DBSA:2014-0011
Disclaimer: as technology changes, advisories may become out of date or may no longer be relevant, please refer to the "Date" section of the header to be sure the advisory is recent as pertains to your situation.
Contents
Digibase Security Advisory - Truecrypt Regarded Compromised
Keywords: Truecrypt, Compromised, Encryption, Cryptography
DBSA ID: 2014-0011
Regarding: Truecrypt Regarded Compromised
Writeup: Kradorex Xeron (talk) 21:09, 29 May 2014 (EDT)
Date: 2014 05 30
Last Modified: 20140529210906 by Kradorex Xeron
Who should take note: Everyone, particularily Truecrypt users.
Classification
Priority: HIGH
Rationale: Immediate action is required to ensure sensitive encrypted user data is secured.
Severity: HIGH
Rationale: Secured data is possibly vulnerable. No confirmation indicating otherwise.
Spread of Issue: MULTI-PLATFORM MODERATE
Rationale: Truecrypt is available for Windows, Mac OSX and Linux.
Description
Truecrypt is a product released by an independent team that provides users an encrypted container for their files. Recently Truecrypt's development unexpectedly ceased and was suspiciously replaced with potentially flawed security advice and as well a subsequent release of the software was issued that could only decrypt data and couldn't encrypt data.
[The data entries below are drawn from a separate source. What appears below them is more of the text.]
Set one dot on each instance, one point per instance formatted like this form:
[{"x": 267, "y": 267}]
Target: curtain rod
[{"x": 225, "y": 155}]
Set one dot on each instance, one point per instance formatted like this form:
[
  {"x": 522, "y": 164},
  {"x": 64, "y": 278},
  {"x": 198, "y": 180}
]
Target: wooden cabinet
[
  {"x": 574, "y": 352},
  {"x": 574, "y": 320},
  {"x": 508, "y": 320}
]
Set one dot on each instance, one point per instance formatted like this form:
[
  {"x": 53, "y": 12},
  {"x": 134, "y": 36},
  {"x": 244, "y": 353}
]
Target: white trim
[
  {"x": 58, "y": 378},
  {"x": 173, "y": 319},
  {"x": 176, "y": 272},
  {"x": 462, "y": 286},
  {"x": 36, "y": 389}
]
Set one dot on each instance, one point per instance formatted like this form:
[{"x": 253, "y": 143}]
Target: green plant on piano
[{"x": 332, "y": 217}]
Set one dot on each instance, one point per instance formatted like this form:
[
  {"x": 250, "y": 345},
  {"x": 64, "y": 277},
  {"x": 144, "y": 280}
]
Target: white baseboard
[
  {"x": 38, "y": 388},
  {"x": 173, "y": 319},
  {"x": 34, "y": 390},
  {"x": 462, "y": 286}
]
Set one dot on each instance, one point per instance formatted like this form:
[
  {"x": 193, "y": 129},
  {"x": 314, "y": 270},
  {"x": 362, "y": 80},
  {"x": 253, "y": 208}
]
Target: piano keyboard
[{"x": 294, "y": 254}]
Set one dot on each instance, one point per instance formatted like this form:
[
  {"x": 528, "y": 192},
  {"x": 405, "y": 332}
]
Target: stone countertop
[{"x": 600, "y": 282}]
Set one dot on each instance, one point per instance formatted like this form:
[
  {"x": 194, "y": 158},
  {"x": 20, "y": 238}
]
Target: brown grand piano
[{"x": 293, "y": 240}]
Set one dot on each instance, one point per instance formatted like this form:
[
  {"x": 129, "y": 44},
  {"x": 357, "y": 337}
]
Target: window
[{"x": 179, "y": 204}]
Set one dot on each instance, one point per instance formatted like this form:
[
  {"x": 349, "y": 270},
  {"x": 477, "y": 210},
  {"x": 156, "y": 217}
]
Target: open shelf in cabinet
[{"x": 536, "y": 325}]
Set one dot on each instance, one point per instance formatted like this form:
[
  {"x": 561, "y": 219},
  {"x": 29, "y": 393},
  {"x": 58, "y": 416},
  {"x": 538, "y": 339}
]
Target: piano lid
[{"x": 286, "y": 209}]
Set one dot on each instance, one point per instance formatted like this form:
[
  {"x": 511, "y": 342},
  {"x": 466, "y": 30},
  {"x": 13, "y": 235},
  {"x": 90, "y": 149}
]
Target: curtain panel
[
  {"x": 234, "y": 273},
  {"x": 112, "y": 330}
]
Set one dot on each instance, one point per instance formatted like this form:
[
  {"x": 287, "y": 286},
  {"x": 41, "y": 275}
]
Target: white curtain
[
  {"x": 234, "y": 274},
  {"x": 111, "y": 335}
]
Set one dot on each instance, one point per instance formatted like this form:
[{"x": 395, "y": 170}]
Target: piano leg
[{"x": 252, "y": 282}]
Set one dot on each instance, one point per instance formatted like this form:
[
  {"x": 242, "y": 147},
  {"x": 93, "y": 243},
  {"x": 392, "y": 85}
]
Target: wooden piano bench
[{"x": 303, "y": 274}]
The developers also have seemingly indicated that the software is insecure and should not be used anymore, going as far as modifying the source code of the software greatly to indicate this. The license has also been modified to create an absolute permission to take the Truecrypt codebase in full without credit and create a new project based on that code.
Various individuals seem to highlight that that this could be a "warrant canary" where Truecrypt's developers are covertly indicating that they and the project and its developers have been compromised by way of government action due to its privacy-enhancing effects that provide individuals security. This is a possibility that we cannot currently discredit and thus the reason for this advisory.
Mitigation/Solution
It is advised to treat Truecrypt as currently compromised and not to trust software released under the Truecrypt name.
Users are advised to investigate alternate encryption mechanisms that are independent of US-controlled entities. US-based companies like Microsoft or Apple cannot be trusted to create secure code that isn't impacted by National Security Letters issued by US government agencies.
Continued Truecrypt use is not advised for highly sensitive data but for continued use, only use versions 7.1a and prior. Do not use 7.2 or later as these versions may be subject to compromise.